I tried to picture Bob’s green van. I recalled an image, green on green, barely visible, on the sliding door. It could be the same.
Dad picked up the card and examined it. He looked at me. “Looks like your formula, Scott.”
With the triangle and two eyes, it did resemble my delta formula. So I wasn’t a genius after all. “What else is in there?” I asked.
Madame Flora rummaged through what looked like tubes of oil paint and brushes. She held up a green velvet bag. She pulled out a shiny gold instrument built around some lenses and mirrors. It looked a bit like a small pair of binoculars. “Granny called this her reader,” she said.
I held out my hands. “May I?”
“Be careful with it.” She handed it to me.
Other than its lenses, the reader bore little resemblance to the electronic one I used on the bluefish. I saw some hinges, and I carefully unfolded the attached gold rods.
“Those look like the temples from a pair of eyeglasses.” Dad pointed. “Look at how they curve at the ends, like they could fit over your ears. And here’s the nose bridge.” He took the reader out of my hands and held it up. “My head’s too big.” He examined the reader again. “Hold on, there’s another set on this end.”
I looked at the twins. “Would you two try this on?”
Madame Flora nodded, and Rose and Marie stepped forward.
Dad put the temples over Rose’s ears and settled the bridge on her nose. He maneuvered Marie closer and put the other temples over her ears.

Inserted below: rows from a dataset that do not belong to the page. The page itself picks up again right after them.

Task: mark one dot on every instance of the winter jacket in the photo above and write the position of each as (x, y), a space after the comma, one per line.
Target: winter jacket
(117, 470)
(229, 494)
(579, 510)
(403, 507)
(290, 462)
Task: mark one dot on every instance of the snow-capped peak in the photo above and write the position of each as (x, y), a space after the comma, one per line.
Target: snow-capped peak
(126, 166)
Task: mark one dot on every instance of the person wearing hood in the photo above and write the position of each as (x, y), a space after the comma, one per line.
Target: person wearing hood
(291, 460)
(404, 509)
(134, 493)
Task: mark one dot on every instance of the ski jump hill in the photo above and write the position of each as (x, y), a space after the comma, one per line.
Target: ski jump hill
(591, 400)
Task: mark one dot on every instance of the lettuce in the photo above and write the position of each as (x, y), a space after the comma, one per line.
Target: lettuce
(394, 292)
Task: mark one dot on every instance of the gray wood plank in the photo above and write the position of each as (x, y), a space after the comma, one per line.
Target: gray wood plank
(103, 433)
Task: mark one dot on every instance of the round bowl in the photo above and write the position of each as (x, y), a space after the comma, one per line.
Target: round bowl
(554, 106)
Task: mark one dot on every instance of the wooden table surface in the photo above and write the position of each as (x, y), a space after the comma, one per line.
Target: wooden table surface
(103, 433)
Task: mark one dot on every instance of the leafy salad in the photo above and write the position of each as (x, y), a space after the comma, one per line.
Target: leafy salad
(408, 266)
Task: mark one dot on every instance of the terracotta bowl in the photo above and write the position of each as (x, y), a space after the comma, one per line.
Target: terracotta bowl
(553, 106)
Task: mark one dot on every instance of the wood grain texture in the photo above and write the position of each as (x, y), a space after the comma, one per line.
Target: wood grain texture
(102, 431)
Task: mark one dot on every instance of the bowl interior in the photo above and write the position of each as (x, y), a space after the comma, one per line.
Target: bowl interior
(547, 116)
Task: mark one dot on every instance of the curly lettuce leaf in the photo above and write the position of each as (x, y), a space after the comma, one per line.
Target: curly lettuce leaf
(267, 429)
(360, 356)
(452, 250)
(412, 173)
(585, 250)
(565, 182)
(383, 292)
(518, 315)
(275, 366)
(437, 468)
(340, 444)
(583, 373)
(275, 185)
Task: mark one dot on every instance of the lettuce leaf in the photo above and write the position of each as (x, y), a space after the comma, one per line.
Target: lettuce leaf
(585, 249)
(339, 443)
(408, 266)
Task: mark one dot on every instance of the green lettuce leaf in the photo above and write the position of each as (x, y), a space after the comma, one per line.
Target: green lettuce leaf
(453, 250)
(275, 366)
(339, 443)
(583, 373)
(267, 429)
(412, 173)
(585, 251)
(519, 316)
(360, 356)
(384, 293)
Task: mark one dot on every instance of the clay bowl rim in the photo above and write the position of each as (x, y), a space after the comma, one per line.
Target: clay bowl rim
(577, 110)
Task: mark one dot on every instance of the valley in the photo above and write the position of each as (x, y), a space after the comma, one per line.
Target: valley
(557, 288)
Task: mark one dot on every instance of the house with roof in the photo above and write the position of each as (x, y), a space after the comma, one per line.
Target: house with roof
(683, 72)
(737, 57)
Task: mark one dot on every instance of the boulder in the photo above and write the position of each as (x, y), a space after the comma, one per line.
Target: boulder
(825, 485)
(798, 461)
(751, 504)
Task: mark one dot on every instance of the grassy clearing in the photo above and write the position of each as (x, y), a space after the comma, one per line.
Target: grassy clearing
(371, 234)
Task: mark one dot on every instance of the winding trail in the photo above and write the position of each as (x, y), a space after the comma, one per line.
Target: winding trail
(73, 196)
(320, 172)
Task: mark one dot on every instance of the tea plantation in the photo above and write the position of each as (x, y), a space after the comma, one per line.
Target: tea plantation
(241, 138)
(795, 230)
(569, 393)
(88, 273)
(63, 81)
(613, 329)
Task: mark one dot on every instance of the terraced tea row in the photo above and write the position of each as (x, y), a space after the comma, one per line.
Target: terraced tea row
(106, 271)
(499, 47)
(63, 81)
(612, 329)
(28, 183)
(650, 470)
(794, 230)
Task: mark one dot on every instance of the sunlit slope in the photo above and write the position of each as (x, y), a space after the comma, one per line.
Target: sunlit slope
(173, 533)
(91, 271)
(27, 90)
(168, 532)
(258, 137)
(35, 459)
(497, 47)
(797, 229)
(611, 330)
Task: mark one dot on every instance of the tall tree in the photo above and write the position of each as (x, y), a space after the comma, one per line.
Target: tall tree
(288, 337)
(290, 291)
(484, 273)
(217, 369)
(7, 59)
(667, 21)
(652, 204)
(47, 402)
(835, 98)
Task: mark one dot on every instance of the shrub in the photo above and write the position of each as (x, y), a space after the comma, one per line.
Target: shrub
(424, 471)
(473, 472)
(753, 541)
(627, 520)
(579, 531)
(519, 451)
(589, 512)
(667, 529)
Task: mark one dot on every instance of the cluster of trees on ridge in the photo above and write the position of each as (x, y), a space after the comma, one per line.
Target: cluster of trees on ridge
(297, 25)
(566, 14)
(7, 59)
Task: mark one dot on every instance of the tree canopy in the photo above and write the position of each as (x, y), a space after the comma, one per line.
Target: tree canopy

Marie gasped. “Rose, you have one big eye right in the middle of your forehead.”
“I can’t see anything,” Rose said.
“What else do you see, Marie?” Madame Flora asked.
“I’m not sure, Grandma. Just a sec.”
We were silent as Marie looked again.
“Okay,” she said. “Rose looks like she has only one eye, but the colors are a little off, like they’re too bright in some parts and too dull in others. There’s a bunch of triangles and crescents around the edge of the white part.”
“Cool, let me see, Marie,” Rose said.
“Wait!” Madame Flora said, but the girls were already taking off the reader, turning it around, and putting it back on.
“Wow, Marie, your eye is huge. You have some funny shapes around your iris.” They took off the reader and gave it back to Madame Flora.
Madame Flora folded the reader and put it back in its velvet bag. She looked at the twins. “Maybe you can make us some tea?”
“Yes, Grandma,” they said together. They left the room.
Madame Flora frowned. “You’re not Soul Identity members, are you?”
“No,” I said, “But we’re about to work for them, and we want to know what we are getting into. Do you trust them?”
She shook her head. “Trust isn’t part of the formula. It’s business. I tell hopeless people their lives will improve, and Soul Identity members come along and do the rest. Then I get a commission.” She paused for a minute. “Their lives do get better. They stop worrying all the time. And they become repeat customers.”
One of the girls called out, “the tea’s ready, Grandma.”
We sat with Madame Flora at a little kitchen table. Rose poured the tea and Marie brought out cookies.
“We’re not very good at house stuff. But I can make tea, and Rose can sort of bake cookies,” Marie said.
“What do you mean sort of?” Rose looked at us. “Go ahead, taste them.”
Mom bit into her cookie. “Interesting. What are they?”
“Chocolate chip,” Rose said. “Only Marie and I ate all the chips yesterday. And I couldn’t find the salt, so I substituted with extra—”
“Maybe it’s better to keep your recipe a secret, sweetie.” Madame Flora took a sip of tea and grimaced. “Oh dear. What flavor is that?”